Where used, a statistical evaluation should be regarded as the first level of examination. It is possible that the statistical criterion may not be met, for reasons that do not mean that the material is inhomogeneous, such as when test method variability is greater than the variability of the sample results. In this event, evaluating the practical significance can determine if the sample results support the assumption that the batch is homogeneous, despite the failure of the statistical test to confirm this conclusion. Some considerations of practical significance include:

 – The release decision is the same across the range of values observed;

 – Homogeneity results from within a given API batch should be examined for possible trends during preparation of the batch.

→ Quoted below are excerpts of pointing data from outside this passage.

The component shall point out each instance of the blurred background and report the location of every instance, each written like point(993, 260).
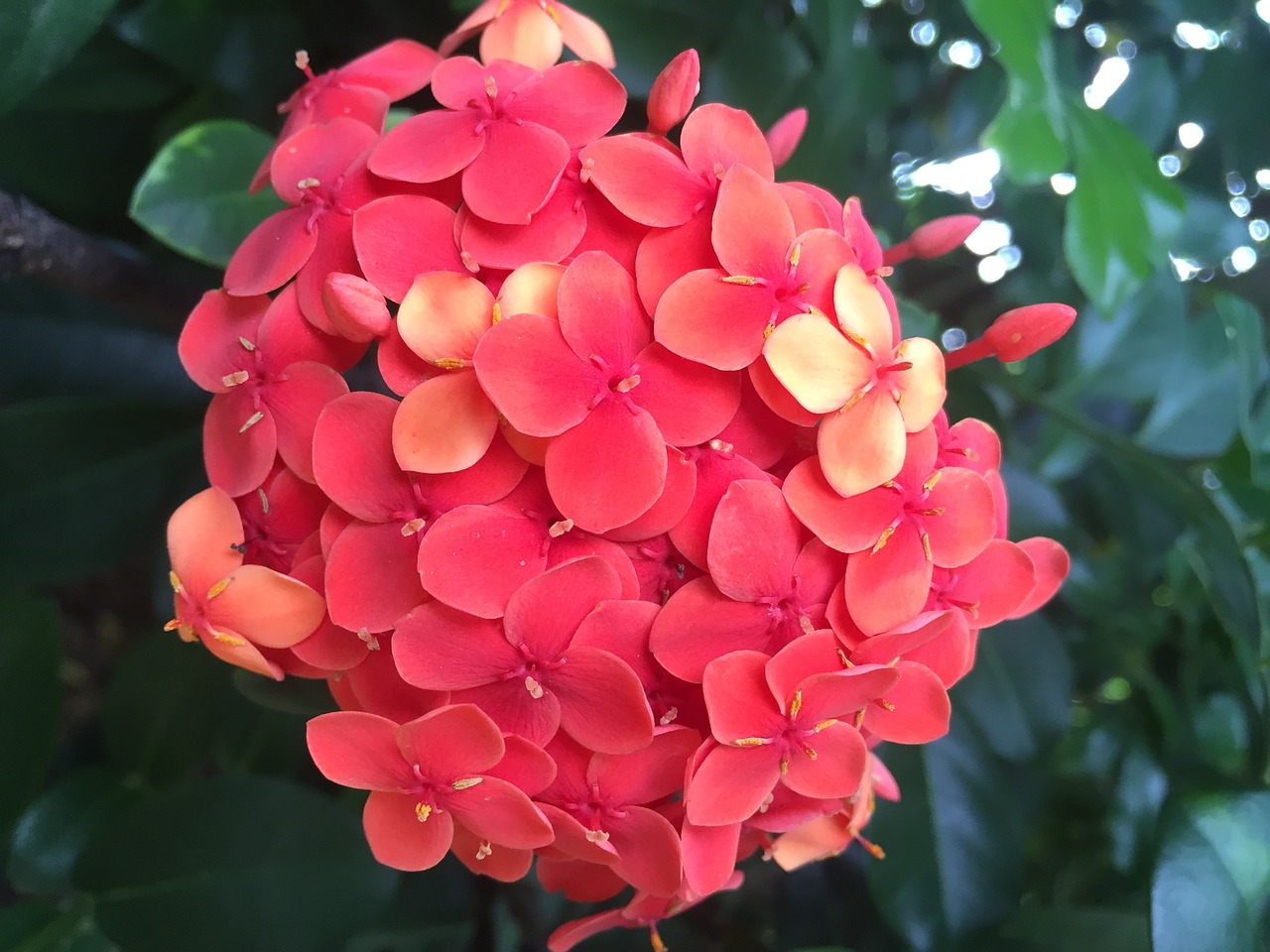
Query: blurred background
point(1105, 780)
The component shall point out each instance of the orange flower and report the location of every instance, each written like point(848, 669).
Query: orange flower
point(531, 32)
point(234, 610)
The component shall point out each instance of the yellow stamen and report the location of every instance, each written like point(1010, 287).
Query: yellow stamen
point(881, 539)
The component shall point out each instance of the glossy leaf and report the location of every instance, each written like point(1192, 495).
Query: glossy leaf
point(235, 862)
point(193, 195)
point(31, 698)
point(1211, 884)
point(39, 37)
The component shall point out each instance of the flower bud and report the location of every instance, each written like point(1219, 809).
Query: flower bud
point(1025, 330)
point(354, 307)
point(785, 134)
point(935, 238)
point(674, 91)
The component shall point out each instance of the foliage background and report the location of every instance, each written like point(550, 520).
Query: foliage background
point(1105, 780)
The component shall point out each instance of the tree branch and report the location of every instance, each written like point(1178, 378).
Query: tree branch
point(36, 244)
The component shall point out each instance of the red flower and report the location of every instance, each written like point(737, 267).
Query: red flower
point(234, 610)
point(507, 128)
point(426, 777)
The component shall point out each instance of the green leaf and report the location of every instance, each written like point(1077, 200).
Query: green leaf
point(90, 483)
point(1124, 212)
point(172, 708)
point(1079, 929)
point(240, 864)
point(953, 842)
point(50, 835)
point(1210, 890)
point(31, 698)
point(193, 197)
point(1028, 131)
point(39, 37)
point(1246, 339)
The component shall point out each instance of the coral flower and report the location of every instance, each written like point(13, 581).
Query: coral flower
point(426, 777)
point(873, 389)
point(780, 720)
point(531, 32)
point(234, 610)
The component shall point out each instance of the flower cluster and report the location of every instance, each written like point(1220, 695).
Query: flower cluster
point(651, 526)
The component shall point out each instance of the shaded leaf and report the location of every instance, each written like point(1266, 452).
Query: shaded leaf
point(31, 698)
point(236, 862)
point(39, 37)
point(1210, 888)
point(193, 197)
point(54, 829)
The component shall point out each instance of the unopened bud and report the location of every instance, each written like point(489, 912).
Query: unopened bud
point(785, 134)
point(674, 91)
point(934, 239)
point(356, 307)
point(1025, 330)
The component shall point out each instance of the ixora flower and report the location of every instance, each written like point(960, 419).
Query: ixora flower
point(653, 525)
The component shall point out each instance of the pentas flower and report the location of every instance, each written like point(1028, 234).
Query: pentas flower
point(610, 397)
point(426, 777)
point(234, 610)
point(871, 389)
point(766, 587)
point(371, 572)
point(271, 372)
point(525, 670)
point(897, 534)
point(474, 557)
point(602, 800)
point(531, 32)
point(781, 720)
point(507, 128)
point(722, 316)
point(361, 90)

For instance, during a milling operation, the particle size distribution may have changed during the time period over which the milling was performed.

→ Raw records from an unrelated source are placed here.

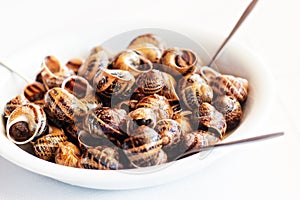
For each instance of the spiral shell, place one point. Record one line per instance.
(78, 86)
(198, 140)
(151, 82)
(62, 106)
(209, 118)
(95, 62)
(25, 123)
(231, 109)
(170, 132)
(140, 117)
(108, 83)
(67, 154)
(74, 64)
(107, 122)
(12, 104)
(105, 158)
(178, 61)
(53, 73)
(143, 147)
(158, 104)
(46, 146)
(132, 61)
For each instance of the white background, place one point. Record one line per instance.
(268, 170)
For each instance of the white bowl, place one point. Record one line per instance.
(236, 60)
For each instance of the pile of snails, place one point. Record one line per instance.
(147, 105)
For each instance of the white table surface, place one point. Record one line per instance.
(263, 170)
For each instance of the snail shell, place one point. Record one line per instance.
(178, 61)
(170, 132)
(67, 154)
(13, 104)
(113, 82)
(140, 117)
(105, 158)
(74, 64)
(226, 84)
(209, 118)
(53, 73)
(62, 106)
(46, 146)
(199, 139)
(78, 86)
(158, 104)
(193, 96)
(107, 122)
(25, 123)
(35, 93)
(143, 147)
(95, 62)
(151, 82)
(133, 62)
(231, 109)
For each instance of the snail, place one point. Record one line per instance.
(231, 109)
(112, 83)
(102, 157)
(143, 147)
(140, 117)
(67, 154)
(45, 147)
(64, 107)
(179, 62)
(52, 73)
(132, 61)
(25, 123)
(210, 119)
(107, 122)
(74, 65)
(158, 104)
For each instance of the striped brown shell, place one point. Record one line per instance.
(62, 106)
(179, 62)
(67, 154)
(102, 157)
(210, 119)
(46, 146)
(159, 104)
(231, 109)
(132, 61)
(143, 147)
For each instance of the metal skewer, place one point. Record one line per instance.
(235, 28)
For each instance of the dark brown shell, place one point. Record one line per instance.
(111, 83)
(107, 122)
(158, 104)
(46, 146)
(62, 106)
(104, 158)
(67, 154)
(170, 132)
(231, 109)
(132, 61)
(151, 82)
(231, 86)
(143, 147)
(178, 61)
(209, 118)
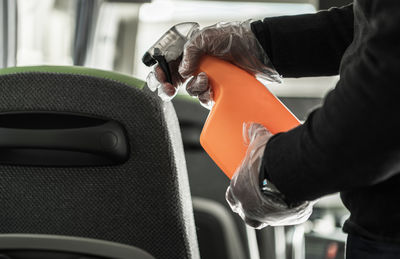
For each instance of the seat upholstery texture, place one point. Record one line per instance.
(143, 202)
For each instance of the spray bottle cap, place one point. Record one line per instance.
(170, 46)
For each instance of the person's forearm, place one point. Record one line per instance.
(353, 139)
(307, 45)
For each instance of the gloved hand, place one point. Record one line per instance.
(261, 208)
(233, 42)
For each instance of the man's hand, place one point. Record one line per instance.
(233, 42)
(261, 208)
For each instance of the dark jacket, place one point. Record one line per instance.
(352, 143)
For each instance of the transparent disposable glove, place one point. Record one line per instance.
(260, 207)
(230, 41)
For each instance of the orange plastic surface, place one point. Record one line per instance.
(238, 98)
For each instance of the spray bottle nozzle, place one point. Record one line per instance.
(169, 47)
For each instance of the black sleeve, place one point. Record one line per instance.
(309, 44)
(353, 140)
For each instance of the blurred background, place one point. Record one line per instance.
(113, 35)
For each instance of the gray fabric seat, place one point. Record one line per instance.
(143, 202)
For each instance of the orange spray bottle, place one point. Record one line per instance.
(222, 134)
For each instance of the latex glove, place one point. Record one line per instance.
(261, 208)
(233, 42)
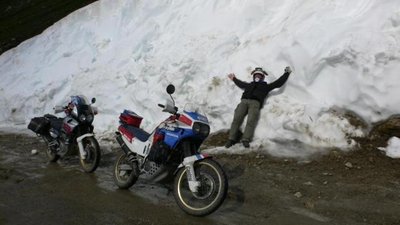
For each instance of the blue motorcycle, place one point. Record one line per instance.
(171, 152)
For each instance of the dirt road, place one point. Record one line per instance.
(357, 188)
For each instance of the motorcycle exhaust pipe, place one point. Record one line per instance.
(122, 143)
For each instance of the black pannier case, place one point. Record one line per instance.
(39, 125)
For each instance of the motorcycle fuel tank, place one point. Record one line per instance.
(69, 125)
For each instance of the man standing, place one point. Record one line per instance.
(252, 101)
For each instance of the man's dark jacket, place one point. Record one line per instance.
(259, 90)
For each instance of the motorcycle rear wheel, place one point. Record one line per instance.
(126, 172)
(93, 155)
(211, 193)
(51, 155)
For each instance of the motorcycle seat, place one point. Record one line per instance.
(135, 132)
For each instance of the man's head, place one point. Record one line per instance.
(258, 74)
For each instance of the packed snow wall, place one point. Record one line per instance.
(345, 54)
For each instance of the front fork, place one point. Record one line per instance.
(79, 140)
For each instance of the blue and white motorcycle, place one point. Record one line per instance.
(171, 151)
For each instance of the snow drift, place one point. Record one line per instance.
(345, 54)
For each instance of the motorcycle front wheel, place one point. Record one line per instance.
(51, 154)
(93, 154)
(126, 172)
(211, 193)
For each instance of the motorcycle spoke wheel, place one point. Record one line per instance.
(211, 192)
(92, 151)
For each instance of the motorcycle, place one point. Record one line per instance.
(72, 134)
(171, 152)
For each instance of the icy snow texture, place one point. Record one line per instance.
(344, 54)
(393, 148)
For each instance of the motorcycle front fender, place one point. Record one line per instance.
(189, 161)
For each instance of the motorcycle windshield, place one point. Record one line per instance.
(82, 104)
(195, 111)
(79, 100)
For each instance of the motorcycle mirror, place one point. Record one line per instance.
(170, 89)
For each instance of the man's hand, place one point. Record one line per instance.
(288, 70)
(231, 76)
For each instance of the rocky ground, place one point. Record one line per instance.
(359, 187)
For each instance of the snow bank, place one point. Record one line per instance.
(344, 54)
(393, 148)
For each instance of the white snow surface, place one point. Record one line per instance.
(344, 54)
(393, 148)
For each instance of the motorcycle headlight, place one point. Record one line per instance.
(74, 112)
(82, 118)
(89, 118)
(196, 128)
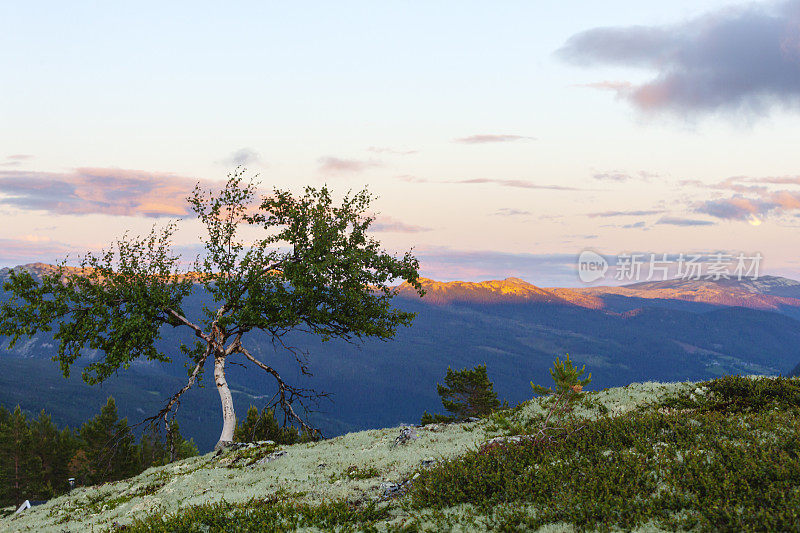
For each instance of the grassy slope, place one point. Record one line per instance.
(315, 485)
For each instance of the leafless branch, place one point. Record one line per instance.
(287, 394)
(183, 320)
(174, 400)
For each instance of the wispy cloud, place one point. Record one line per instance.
(242, 157)
(635, 225)
(15, 160)
(409, 178)
(639, 213)
(519, 184)
(753, 198)
(746, 57)
(618, 176)
(390, 151)
(676, 221)
(447, 264)
(31, 249)
(387, 224)
(492, 138)
(338, 165)
(110, 191)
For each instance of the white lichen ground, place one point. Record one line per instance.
(307, 472)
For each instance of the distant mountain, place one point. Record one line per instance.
(770, 293)
(623, 335)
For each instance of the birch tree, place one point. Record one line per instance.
(312, 267)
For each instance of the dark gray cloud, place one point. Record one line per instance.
(242, 157)
(338, 165)
(492, 138)
(639, 213)
(110, 191)
(675, 221)
(746, 57)
(520, 184)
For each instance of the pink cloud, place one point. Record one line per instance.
(14, 252)
(491, 138)
(341, 166)
(110, 191)
(392, 225)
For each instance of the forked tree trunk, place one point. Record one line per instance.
(228, 414)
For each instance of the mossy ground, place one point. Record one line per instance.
(719, 455)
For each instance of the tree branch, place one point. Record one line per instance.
(183, 320)
(175, 399)
(286, 394)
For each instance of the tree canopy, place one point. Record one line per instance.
(314, 267)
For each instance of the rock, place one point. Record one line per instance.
(271, 457)
(389, 489)
(407, 434)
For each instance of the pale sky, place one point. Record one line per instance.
(503, 138)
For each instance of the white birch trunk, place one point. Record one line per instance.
(228, 414)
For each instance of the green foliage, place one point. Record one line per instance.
(115, 302)
(261, 426)
(356, 472)
(315, 268)
(37, 459)
(428, 418)
(466, 393)
(259, 515)
(568, 391)
(731, 462)
(153, 450)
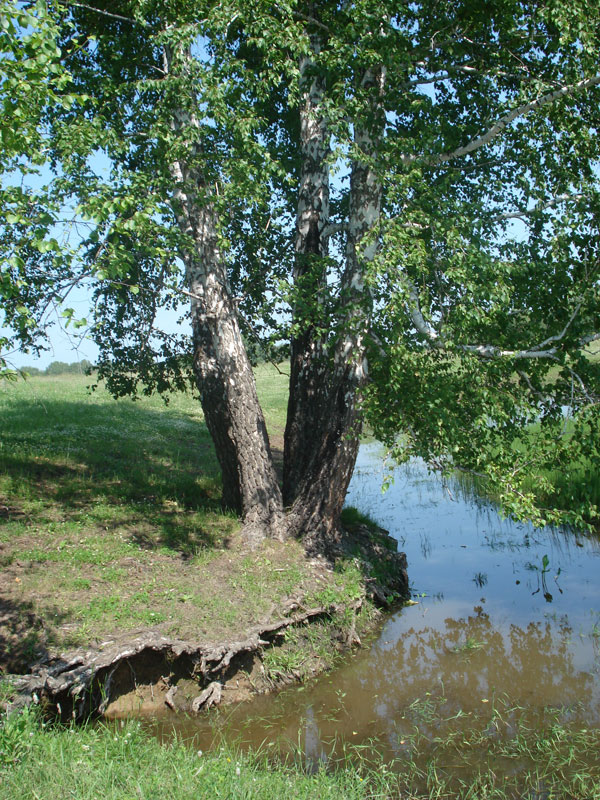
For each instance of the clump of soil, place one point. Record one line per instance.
(126, 670)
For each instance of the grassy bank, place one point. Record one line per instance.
(40, 762)
(110, 523)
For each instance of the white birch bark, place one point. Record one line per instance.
(223, 371)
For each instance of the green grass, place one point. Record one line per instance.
(41, 762)
(110, 517)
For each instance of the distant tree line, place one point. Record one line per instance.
(61, 368)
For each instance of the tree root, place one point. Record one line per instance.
(89, 681)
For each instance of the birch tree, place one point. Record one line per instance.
(407, 193)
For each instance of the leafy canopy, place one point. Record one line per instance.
(482, 301)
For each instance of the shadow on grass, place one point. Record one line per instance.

In the event that the F-test criterion is not met, an alternative statistical test should be considered for evaluating the homogeneity results. Often not meeting the F-test criterion will be due to the presence of a potential outlier result that might appear to represent inhomogeneity. An alternate test that may be used in this instance is to determine the mean and standard deviation for the sample set with this potential outlier value excluded from the set, and then see if the potential outlier value is within an acceptable confidence interval (such as +3standarddeviations) of the mean for the other values. A finding that all values for the batch (including the potential outlier) fall within the confidence interval supports the conclusion of homogeneity, but having the potential outlier value fall beyond this confidence interval may make the conclusion of homogeneity questionable without an adequate reason to explain the unusual result.